Hal ini dikatakan Ketua Bidang Organisasi Pengurus Pusat JMSI Dino Umahuk, di sela-sela Rapat Kerja Nasional (Rakernas) II JMSI, yang berlangsung di Anjong Mon Mata, Meoligo, Banda Aceh, Nanggroe Aceh Darussalam (NAD) pada Sabtu (12/11/2022).
Penandatanganan perjanjian kerja sama, menurut Dino, merupakan turunan dari nota kesepahaman atau MoU Dewan Pers dan Polri. Hal ini harus mampu mengurangi kriminalisasi atas kerja dan karya jurnalistik wartawan.
“Jangan ada lagi wartawan yang dilaporkan ke polisi menggunakan regulasi selain UU Nomor 40 Tahun 1999 tentang Pers,”ujarnya.

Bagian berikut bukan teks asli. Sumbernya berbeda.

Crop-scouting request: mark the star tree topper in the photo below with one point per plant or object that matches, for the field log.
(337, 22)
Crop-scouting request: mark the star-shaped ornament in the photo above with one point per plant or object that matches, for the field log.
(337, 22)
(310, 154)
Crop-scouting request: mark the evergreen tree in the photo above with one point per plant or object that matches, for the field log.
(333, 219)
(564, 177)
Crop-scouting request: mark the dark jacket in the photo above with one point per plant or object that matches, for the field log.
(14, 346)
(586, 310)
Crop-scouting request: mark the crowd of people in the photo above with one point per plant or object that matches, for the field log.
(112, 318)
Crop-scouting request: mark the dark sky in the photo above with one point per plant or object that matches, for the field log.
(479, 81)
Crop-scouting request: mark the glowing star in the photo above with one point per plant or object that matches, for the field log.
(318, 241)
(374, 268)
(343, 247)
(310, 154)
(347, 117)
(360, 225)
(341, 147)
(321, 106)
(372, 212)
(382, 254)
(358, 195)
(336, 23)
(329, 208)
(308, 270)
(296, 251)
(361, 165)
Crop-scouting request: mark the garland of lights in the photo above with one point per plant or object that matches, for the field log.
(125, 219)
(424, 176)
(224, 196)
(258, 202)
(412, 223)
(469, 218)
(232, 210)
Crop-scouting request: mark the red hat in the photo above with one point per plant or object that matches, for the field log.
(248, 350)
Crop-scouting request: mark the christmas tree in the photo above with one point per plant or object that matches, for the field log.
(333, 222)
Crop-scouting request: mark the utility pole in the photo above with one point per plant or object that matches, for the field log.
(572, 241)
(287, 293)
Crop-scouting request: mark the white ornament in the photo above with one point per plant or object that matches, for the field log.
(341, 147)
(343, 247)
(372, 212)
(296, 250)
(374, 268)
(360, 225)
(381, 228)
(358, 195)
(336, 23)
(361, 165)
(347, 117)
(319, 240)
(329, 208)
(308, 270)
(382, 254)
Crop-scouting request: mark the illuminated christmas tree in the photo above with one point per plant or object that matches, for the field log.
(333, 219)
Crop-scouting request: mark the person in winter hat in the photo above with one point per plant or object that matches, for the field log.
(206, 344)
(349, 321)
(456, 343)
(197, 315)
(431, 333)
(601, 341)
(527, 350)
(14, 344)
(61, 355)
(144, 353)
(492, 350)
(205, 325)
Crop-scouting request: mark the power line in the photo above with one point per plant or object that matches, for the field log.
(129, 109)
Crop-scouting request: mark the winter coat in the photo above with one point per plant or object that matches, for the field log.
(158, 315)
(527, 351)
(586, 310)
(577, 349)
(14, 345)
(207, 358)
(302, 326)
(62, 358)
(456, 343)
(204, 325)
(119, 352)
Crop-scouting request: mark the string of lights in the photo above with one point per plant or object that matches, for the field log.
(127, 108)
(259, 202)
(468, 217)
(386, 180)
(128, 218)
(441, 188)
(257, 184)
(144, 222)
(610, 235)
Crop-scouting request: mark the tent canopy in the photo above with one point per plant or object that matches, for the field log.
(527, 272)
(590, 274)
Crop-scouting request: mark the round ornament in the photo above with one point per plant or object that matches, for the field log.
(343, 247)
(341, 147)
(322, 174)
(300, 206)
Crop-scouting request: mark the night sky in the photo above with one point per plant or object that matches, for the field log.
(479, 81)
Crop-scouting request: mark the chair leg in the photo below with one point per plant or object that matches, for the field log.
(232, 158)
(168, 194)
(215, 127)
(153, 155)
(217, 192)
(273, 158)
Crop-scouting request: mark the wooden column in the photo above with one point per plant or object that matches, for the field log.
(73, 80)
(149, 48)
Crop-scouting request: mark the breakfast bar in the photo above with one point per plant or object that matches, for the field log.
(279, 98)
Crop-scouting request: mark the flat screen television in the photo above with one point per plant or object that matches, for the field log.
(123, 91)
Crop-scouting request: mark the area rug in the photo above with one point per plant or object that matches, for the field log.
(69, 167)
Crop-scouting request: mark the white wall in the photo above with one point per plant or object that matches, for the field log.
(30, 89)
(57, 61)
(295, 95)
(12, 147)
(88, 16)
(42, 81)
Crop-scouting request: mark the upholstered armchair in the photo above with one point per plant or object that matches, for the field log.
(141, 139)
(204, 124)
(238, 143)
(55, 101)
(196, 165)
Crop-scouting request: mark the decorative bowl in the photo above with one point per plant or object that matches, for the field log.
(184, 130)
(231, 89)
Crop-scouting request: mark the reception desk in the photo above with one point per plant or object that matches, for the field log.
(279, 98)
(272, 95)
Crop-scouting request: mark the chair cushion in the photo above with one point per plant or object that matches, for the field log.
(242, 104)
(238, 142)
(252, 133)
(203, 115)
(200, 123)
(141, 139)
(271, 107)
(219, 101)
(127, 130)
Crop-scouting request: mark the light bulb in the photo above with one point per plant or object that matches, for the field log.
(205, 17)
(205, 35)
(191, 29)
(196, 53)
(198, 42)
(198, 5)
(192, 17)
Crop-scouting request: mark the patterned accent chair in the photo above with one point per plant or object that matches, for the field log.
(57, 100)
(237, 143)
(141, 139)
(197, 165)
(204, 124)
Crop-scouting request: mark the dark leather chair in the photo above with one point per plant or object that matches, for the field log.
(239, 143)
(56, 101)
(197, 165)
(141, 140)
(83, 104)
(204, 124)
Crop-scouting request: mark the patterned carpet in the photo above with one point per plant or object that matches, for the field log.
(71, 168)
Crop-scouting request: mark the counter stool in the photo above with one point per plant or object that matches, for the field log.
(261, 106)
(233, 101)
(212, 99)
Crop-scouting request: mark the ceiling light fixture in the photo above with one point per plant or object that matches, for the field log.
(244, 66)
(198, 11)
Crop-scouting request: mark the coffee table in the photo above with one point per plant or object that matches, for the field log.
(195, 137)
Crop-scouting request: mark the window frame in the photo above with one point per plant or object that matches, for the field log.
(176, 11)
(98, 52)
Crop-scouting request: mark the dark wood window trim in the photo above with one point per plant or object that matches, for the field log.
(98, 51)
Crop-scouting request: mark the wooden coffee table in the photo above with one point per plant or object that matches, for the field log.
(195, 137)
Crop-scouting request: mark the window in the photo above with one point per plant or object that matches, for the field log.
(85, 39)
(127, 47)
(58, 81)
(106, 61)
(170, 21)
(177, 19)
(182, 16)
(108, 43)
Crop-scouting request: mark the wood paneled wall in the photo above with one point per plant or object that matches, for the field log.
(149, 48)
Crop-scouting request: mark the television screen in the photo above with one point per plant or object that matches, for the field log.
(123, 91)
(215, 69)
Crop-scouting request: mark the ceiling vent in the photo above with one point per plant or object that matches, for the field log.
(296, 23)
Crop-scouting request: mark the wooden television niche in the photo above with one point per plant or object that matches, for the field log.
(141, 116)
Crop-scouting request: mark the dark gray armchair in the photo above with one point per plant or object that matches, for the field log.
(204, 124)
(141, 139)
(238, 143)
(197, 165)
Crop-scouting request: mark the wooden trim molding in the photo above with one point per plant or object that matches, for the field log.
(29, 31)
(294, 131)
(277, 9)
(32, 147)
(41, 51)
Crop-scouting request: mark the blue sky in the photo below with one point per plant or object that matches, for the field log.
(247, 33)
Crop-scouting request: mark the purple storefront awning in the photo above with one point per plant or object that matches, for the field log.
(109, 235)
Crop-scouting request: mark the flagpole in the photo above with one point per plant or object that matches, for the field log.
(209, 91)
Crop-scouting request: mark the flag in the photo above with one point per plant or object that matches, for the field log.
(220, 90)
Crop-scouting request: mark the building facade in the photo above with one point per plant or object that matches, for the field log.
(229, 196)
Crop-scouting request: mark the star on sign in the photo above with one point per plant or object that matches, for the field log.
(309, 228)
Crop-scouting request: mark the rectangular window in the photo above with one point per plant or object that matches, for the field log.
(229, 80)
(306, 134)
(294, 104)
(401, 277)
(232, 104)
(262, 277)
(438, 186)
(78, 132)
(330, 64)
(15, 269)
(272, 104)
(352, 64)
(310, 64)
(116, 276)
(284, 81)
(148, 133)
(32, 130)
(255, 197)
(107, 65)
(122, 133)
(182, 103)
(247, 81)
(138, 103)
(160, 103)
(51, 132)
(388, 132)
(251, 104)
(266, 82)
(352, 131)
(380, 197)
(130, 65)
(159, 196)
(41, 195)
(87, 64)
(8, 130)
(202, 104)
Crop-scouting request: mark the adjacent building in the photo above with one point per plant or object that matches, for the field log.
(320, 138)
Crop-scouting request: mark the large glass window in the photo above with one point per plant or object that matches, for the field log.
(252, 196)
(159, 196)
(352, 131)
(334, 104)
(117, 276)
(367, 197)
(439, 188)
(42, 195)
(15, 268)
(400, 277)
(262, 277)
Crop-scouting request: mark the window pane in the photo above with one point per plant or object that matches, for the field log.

Menurut Dino, apa yang telah ditandatangani harus bisa menjadi pedoman bagi Dewan Pers dan Polri dalam pelaksanaan teknis perlindungan kemerdekaan pers dan penegakan hukum terhadap penyalahgunaan profesi wartawan.
“Polri harus berkoordinasi dengan Dewan Pers jika menerima laporan dari masyarakat terkait pemberitaan suatu media. Hal itu harus dilakukan untuk menentukan apakah yang dilaporkan masuk kategori karya jurnalistik atau bukan,” tegasnya.
Jika koordinasi Dewan Pers dan Polri memutuskan laporan itu karya jurnalistik, penyelesaiannya melalui mekanisme hak jawab dan hak koreksi atau menyerahkan penyelesaian laporan tersebut ke Dewan Pers.
Mantan Redaktur Pelaksana Koran Acehkita ini menambahkan, Polri baru dapat menindaklanjuti secara proses hukum sesuai ketentuan perundang-undangan, apabila koordinasi kedua pihak memutuskan laporan masyarakat itu masuk kategori perbuatan penyalahgunaan profesi wartawan di luar koridor UU Pers dan Kode Etik Jurnalistik (KEJ).
“Sehingga sengketa pemberitaan hanya diselesaikan lewat UU No 40 Tahun 1999 tentang Pers dengan direkomendasikan oleh Dewan Pers,” ujarnya.